Однако что же? Да ничего. Наступило и прошло лето, на время приостановившее болезнь моей любви, так как все разъехались. Потом наступила осень, а с нею и на время забытая любовь. Я не сказал бы, что любовь вспыхнула с новой силой. Она просто при первой же встрече обнаружилась как не слишком опасная, но неизлечимая болезнь, довольно мучительная.
И вот:
«Деревья шептались, а сад пожелтелый отжившие листья ронял».
Расстегнув шинель, Вольдемар достал из бокового кармана щеточку для усов и бровей, а также гребешочек, которым, сняв фуражку, поправил пробор. Затем, повернув к Ганзе красивое лицо с черными бровями, усиками и подбритыми височками, запел с надрывом: «Я вновь пред тобою стою очарован и в ясные очи гляжу».
Он пел высоким любительским тенором, дрожащим фальцетом, откровенно обращаясь к Ганзе, только к ней одной. Он отдавал ей всю свою душу. И это понимали все. Он вымаливал у нее взаимности, а она с лицом, полузакрытым полями форменной шляпы, казалась совершенно равнодушной.
Я силился угадать, какие чувства владеют Ганзей. Скорее всего ею не владели никакие чувства. Она как бы даже не понимала, что Вольдемар поет исключительно для нее. Или делала вид, что не понимает. А у него в глазах стояли слезы, и горло с небольшим кадыком вылезало из узенького крахмального воротничка и напряженно дрожало.
«Она его не любит», — думал я словами Чацкого, сам себе и веря и не веря. Но одно только чувствовал я, что меня она не полюбит никогда.
Почему? Неизвестно. Между нами с самого начала возникла как бы непреодолимая преграда. Мы легко разговаривали друг с другом, даже шутили, больше того, мы чувствовали друг к другу приязнь. Но мне этого было мало. Я жаждал взаимной любви. А ее-то и не было.
Я любил Ганзю, если так можно выразиться, отвлеченно, как будто не я ее увидел, и выбрал, и вспыхнул, а кто-то другой, не ведомый ни мне, ни ей, выбрал ее для меня на всю жизнь, не спрашивая, хочет она меня полюбить или не хочет.
Все совершалось помимо меня и помимо нее.
Может быть, моя любовь к Ганзе была не материальная, а то, что называется платоническая, и не вызывала в ней ответной искры.
Но, боже мой, насколько эта платоническая, еще даже не юношеская, а детская любовь оказалась сильнее той, другой, уже не вполне платонической, а материальной, даже почти страстной влюбленности, которая ненадолго вспыхнула летом, когда у нас во дворе появились девочки в кружевных платьях, из которых одна была уже совсем взрослая барышня, две другие — близняшки-третьеклассницы, а средняя с короткими бронзовыми кудряшками и серо-лиловыми глазами была Миньона.
Жаркими июльскими ночами Миньона снилась мне, она овладела моей душой, и я забыл Ганзю.

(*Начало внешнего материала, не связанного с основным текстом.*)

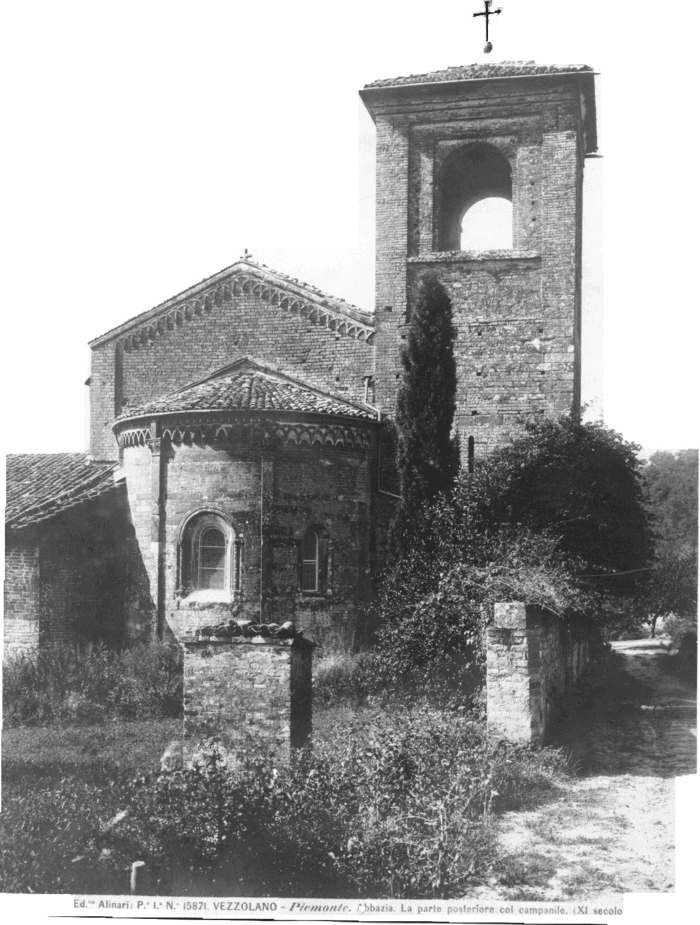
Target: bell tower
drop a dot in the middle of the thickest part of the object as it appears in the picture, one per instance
(479, 180)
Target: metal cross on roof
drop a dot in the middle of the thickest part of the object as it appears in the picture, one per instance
(486, 13)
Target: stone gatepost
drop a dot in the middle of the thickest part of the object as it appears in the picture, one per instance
(251, 692)
(515, 705)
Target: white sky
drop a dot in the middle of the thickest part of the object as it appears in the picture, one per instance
(148, 143)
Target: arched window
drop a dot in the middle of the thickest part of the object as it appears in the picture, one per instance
(314, 558)
(209, 557)
(474, 200)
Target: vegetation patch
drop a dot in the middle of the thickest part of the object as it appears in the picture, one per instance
(87, 684)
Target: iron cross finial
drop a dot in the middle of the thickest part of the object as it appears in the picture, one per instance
(487, 13)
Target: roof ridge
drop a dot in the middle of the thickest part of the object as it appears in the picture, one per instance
(282, 391)
(215, 286)
(482, 71)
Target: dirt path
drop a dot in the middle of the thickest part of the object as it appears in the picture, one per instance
(611, 829)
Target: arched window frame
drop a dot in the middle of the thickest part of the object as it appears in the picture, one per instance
(452, 173)
(190, 578)
(318, 582)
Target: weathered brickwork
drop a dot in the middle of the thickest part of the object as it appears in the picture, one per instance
(532, 657)
(22, 597)
(65, 579)
(517, 311)
(250, 693)
(242, 324)
(270, 497)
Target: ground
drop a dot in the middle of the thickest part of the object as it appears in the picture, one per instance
(610, 829)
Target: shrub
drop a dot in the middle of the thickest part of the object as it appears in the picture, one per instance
(87, 684)
(401, 809)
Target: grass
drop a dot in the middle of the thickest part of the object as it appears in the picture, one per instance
(88, 684)
(394, 802)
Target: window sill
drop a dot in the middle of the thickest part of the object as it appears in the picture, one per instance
(206, 597)
(475, 256)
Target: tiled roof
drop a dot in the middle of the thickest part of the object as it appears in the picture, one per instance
(41, 485)
(482, 72)
(246, 269)
(251, 386)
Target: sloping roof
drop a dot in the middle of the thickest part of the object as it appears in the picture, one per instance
(41, 485)
(246, 271)
(482, 72)
(248, 385)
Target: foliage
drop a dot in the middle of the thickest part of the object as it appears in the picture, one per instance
(344, 675)
(672, 584)
(437, 601)
(84, 684)
(672, 497)
(428, 454)
(579, 480)
(399, 807)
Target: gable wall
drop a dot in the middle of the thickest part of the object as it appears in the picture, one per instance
(245, 325)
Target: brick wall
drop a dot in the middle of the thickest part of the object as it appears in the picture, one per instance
(532, 657)
(65, 578)
(517, 312)
(269, 498)
(245, 325)
(22, 599)
(251, 693)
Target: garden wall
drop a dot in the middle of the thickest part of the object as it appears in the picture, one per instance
(250, 692)
(532, 658)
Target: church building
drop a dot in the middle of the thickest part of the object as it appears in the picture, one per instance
(241, 432)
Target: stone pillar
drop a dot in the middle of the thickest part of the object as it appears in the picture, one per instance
(251, 692)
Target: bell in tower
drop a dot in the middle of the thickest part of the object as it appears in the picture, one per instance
(479, 180)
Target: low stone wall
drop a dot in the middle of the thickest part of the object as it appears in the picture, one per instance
(532, 657)
(250, 692)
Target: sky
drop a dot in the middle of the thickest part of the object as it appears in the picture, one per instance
(147, 144)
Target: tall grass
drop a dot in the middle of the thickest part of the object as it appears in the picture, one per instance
(90, 683)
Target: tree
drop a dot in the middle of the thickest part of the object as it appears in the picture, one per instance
(539, 521)
(672, 586)
(428, 453)
(581, 481)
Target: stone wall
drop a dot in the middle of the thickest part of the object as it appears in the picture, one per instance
(250, 692)
(22, 598)
(238, 325)
(269, 498)
(532, 658)
(65, 578)
(517, 312)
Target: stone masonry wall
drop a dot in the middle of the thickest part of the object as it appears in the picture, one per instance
(532, 658)
(243, 326)
(22, 598)
(269, 500)
(64, 579)
(517, 312)
(251, 693)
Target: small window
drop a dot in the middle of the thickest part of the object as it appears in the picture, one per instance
(211, 567)
(474, 194)
(209, 558)
(314, 562)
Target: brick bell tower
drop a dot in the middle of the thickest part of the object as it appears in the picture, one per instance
(479, 180)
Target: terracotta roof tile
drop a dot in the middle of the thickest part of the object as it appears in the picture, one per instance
(246, 268)
(41, 485)
(249, 386)
(482, 72)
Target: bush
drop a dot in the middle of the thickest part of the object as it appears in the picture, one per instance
(346, 676)
(91, 683)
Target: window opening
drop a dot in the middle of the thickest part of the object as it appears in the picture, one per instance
(212, 559)
(474, 208)
(309, 562)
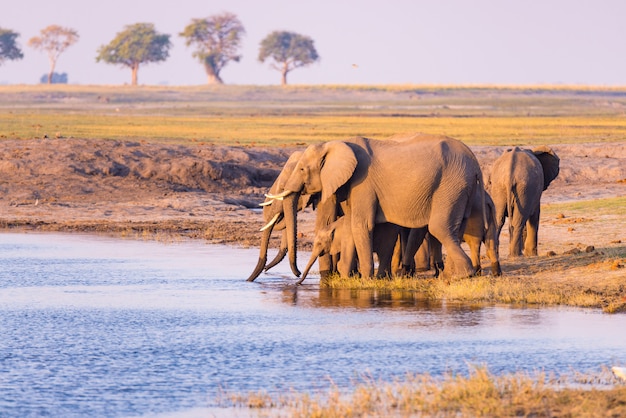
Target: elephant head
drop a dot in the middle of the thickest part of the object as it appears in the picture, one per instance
(327, 241)
(518, 179)
(549, 162)
(274, 217)
(322, 168)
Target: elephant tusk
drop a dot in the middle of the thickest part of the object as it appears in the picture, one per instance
(271, 222)
(279, 196)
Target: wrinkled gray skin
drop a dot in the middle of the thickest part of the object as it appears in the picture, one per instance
(284, 211)
(276, 208)
(413, 181)
(329, 239)
(476, 232)
(518, 178)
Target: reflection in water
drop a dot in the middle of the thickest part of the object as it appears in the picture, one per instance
(102, 327)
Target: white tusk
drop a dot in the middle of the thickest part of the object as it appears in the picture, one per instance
(279, 196)
(272, 222)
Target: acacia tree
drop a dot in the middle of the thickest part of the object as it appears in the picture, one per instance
(217, 39)
(136, 44)
(54, 40)
(9, 50)
(288, 50)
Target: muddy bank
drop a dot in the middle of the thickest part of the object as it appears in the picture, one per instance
(203, 191)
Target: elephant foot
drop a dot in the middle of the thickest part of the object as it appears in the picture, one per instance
(325, 274)
(407, 270)
(438, 269)
(495, 269)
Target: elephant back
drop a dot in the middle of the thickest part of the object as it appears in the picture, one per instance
(549, 162)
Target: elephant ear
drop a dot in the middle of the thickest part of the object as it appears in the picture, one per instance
(550, 163)
(337, 166)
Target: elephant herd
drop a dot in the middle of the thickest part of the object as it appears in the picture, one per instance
(403, 199)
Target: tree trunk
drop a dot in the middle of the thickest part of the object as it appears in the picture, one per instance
(52, 65)
(283, 73)
(213, 77)
(135, 70)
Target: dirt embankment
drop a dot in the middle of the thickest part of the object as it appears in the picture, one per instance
(206, 191)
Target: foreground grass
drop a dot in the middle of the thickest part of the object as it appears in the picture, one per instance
(480, 394)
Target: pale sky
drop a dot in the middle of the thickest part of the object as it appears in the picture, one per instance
(359, 41)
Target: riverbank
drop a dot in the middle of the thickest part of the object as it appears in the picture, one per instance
(210, 192)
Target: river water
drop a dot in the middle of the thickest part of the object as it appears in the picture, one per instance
(95, 326)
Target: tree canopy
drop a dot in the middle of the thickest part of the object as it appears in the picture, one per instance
(136, 44)
(217, 40)
(288, 50)
(9, 50)
(54, 40)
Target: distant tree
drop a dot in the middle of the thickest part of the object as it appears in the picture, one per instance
(217, 39)
(54, 40)
(9, 50)
(56, 78)
(136, 44)
(288, 50)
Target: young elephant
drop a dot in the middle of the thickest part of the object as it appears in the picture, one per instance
(518, 178)
(480, 228)
(330, 238)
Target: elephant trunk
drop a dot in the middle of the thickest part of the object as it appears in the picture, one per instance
(308, 267)
(290, 207)
(265, 239)
(282, 252)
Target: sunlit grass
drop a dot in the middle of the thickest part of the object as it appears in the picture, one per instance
(491, 290)
(275, 116)
(477, 394)
(270, 130)
(597, 207)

И вдруг осенью в осыпающемся саду, куда уже незаметно прокрались ранние сумерки, а в беседке, где сидела наша компания, сделалось совсем темно, я почувствовал такой прилив любви к Ганзе, что у меня похолодели руки. Я понял, что люблю по-прежнему ее одну и никакой другой, кроме нее, не существует, а почему — неизвестно.
Я почувствовал щемящую грусть.
«Деревья шептались, а сад пожелтелый отжившие листья ронял. Смеркалось. И вдруг чей-то голос несмелый в вечерней тиши задрожал. Окрепли и льются певучие звуки, и с каждым мгновеньем растет в них властная нота непонятой муки и слез накопившихся гнет».
«Я вновь пред тобой стою очарован и в ясные очи гляжу».
«Певец неизвестный, ты счастлив, страдая, ты можешь хоть в песне любить и, в звуки дрожащие душу влагая, страданья свои облегчить. А я, я с любовью своей одинокой, никак не согретой, живу без жгучего взгляда, без песни глубокой, без светлого сна наяву».